Dans la tribu Dagaaba (Ghana–Burkina Faso), certaines personnes homosexuelles étaient perçues comme des médiums, capables de communiquer avec des esprits protecteurs. Chez les Buganda (Ouganda), la divinité Musaka changeait de genre. Le sacré lui-même n’était pas binaire.
Ces identités étaient honorées. Elles ont été détruites.
Colonisation : quand le patriarcat blanc s’impose par la Bible et le fouet
Avec l’arrivée des colonisateurs, tout change. Le genre devient binaire. L’homme doit dominer. La femme doit obéir. Et l’homme noir ? On le force à imiter le maître — sans jamais lui donner le pouvoir.
Le christianisme impose une morale rigide. La sexualité devient suspecte. La famille noire est brisée. La masculinité noire devient performance, dureté, silence.
Comme le dit bell hooks :
« L’homme noir, privé de pouvoir, a appris à dominer ceux qu’il pouvait : les siens. »
La violence : pas une nature, une blessure
Quand un homme noir se ferme, frappe, humilie, ce n’est pas un gène. C’est un symptôme. Celui d’un système qui, depuis l’esclavage, l’empêche de pleurer, d’aimer, de guérir.
Frantz Fanon écrivait : « Le colonisé rêve de s’asseoir à la table du colon. »
Faute de pouvoir s’y asseoir, certains ont frappé à la mauvaise porte : chez eux. La violence intrafamiliale n’est pas « culturelle ». Elle est coloniale. Elle est historique. Elle est guérissable.
Aujourd’hui : le fouet s’appelle « algorithme »
Bienvenue dans l’ère du techno-féodalisme.
Mark Zuckerberg, Peter Thiel, Elon Musk ou Jeff Bezos ne dirigent pas des champs de coton, mais des plateformes. Pourtant, ils définissent encore ce qu’est un « vrai homme » : musclé, riche, dominateur, invulnérable.
Dans la manosphère — cet écosystème numérique toxique peuplé d’influenceurs comme Andrew Tate — la masculinité est redevenue une guerre. Contre les femmes. Contre les queers. Contre la tendresse.
Et qui est le plus exposé à ces injonctions ? Le jeune homme noir, entre marginalisation sociale et pression numérique.
« Le like est le nouveau fouet. L’algorithme, le nouveau contremaître. »
Mais partout, des résistances fleurissent
Tout n’est pas sombre. Une nouvelle génération déconstruite, réinventée, reconnectée.
Des cercles afro-queer remettent à l’honneur les spiritualités fluides d’Afrique.
Des artistes et des activistes bâtissent des masculinités tendres, enracinées dans le soin, la mémoire, la joie.

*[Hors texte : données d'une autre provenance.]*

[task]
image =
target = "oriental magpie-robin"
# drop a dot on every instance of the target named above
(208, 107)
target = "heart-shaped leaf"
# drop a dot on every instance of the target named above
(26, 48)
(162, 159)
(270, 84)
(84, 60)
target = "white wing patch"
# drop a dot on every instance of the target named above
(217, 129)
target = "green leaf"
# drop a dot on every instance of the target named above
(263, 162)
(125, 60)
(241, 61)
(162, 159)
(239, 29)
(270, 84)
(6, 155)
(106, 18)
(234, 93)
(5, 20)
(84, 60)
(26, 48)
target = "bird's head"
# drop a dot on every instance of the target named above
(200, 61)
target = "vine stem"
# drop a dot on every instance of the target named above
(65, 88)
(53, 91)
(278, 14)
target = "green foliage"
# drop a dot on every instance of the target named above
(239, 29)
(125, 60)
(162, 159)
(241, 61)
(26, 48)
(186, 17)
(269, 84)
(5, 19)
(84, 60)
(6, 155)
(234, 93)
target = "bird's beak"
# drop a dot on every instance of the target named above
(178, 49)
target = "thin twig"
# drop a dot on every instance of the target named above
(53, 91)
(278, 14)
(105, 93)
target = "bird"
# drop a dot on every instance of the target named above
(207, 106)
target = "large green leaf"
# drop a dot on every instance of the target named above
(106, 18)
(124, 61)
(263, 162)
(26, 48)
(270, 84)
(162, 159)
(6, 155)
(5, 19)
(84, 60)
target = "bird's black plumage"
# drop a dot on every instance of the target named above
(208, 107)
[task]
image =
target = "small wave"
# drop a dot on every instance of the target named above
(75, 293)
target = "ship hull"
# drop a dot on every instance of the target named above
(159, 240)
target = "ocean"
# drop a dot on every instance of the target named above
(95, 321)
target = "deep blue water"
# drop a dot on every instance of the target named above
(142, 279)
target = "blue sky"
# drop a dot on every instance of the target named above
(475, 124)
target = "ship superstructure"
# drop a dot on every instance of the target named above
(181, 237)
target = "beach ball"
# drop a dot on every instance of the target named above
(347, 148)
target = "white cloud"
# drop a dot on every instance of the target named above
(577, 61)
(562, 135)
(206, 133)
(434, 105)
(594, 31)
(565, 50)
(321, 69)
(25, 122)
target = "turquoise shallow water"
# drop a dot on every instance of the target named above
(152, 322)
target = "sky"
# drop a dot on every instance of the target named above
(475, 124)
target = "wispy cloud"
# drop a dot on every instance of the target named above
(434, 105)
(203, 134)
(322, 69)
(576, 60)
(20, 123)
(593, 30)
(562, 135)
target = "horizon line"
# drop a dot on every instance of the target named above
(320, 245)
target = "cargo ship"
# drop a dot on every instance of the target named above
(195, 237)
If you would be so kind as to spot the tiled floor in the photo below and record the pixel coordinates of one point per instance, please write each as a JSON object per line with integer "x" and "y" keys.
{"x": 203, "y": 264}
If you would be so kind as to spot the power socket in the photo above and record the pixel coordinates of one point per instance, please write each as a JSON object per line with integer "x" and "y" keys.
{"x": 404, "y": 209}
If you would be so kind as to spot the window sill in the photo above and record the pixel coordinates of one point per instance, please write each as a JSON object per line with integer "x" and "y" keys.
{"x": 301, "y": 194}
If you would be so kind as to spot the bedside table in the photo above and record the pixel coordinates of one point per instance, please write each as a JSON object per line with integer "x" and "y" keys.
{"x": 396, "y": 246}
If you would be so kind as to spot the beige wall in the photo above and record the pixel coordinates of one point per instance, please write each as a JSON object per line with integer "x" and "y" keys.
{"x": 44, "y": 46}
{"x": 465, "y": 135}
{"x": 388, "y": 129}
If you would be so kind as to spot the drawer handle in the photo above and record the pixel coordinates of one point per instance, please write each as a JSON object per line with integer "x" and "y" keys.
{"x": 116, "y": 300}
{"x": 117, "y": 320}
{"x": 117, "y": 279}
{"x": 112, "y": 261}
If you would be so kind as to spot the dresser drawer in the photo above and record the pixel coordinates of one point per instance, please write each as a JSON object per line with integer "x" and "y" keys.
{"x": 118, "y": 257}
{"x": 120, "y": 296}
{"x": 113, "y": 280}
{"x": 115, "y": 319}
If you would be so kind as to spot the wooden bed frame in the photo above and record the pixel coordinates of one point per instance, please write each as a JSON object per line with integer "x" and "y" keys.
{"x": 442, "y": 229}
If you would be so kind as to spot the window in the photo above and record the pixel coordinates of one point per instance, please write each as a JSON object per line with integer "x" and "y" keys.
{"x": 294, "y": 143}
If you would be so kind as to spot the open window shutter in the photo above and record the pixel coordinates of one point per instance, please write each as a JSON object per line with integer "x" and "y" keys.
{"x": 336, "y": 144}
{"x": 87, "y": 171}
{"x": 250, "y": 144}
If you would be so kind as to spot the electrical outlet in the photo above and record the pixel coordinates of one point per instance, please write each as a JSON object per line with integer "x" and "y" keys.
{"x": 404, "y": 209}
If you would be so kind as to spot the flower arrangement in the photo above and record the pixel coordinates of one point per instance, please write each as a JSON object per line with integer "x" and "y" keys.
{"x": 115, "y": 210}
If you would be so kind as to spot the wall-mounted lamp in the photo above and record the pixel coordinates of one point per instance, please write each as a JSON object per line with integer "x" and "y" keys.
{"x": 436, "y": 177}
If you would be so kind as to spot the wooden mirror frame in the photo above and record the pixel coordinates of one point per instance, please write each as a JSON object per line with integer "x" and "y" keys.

Des pères réapprennent à être présents. Des jeunes refusent d’être des clones du colon.
Des groupes comme Black Men’s Healing Circle (États-Unis) ou des collectifs de capoeira au Brésil réintroduisent la danse, le toucher, le rituel comme outils de réparation.
Conclusion : reprogrammer l’héritage
Hier, la plantation a codé la masculinité noire avec violence. Aujourd’hui, la plateforme veut la maintenir rentable. Mais entre ces deux systèmes, il y a la brèche.
Celle où l’homme noir redevient ce qu’il a toujours été : un être sensible, complexe, relié.
« La libération noire ne sera possible que si nous libérons aussi nos manières d’aimer, de ressentir, d’être des hommes. » — bell hooks
Et maintenant ?
Comment réapprendre ? Qui écouter ? Quelles histoires faire revivre ?
Parce qu’on ne naît pas « homme noir », on le devient. Et il est temps de choisir comment.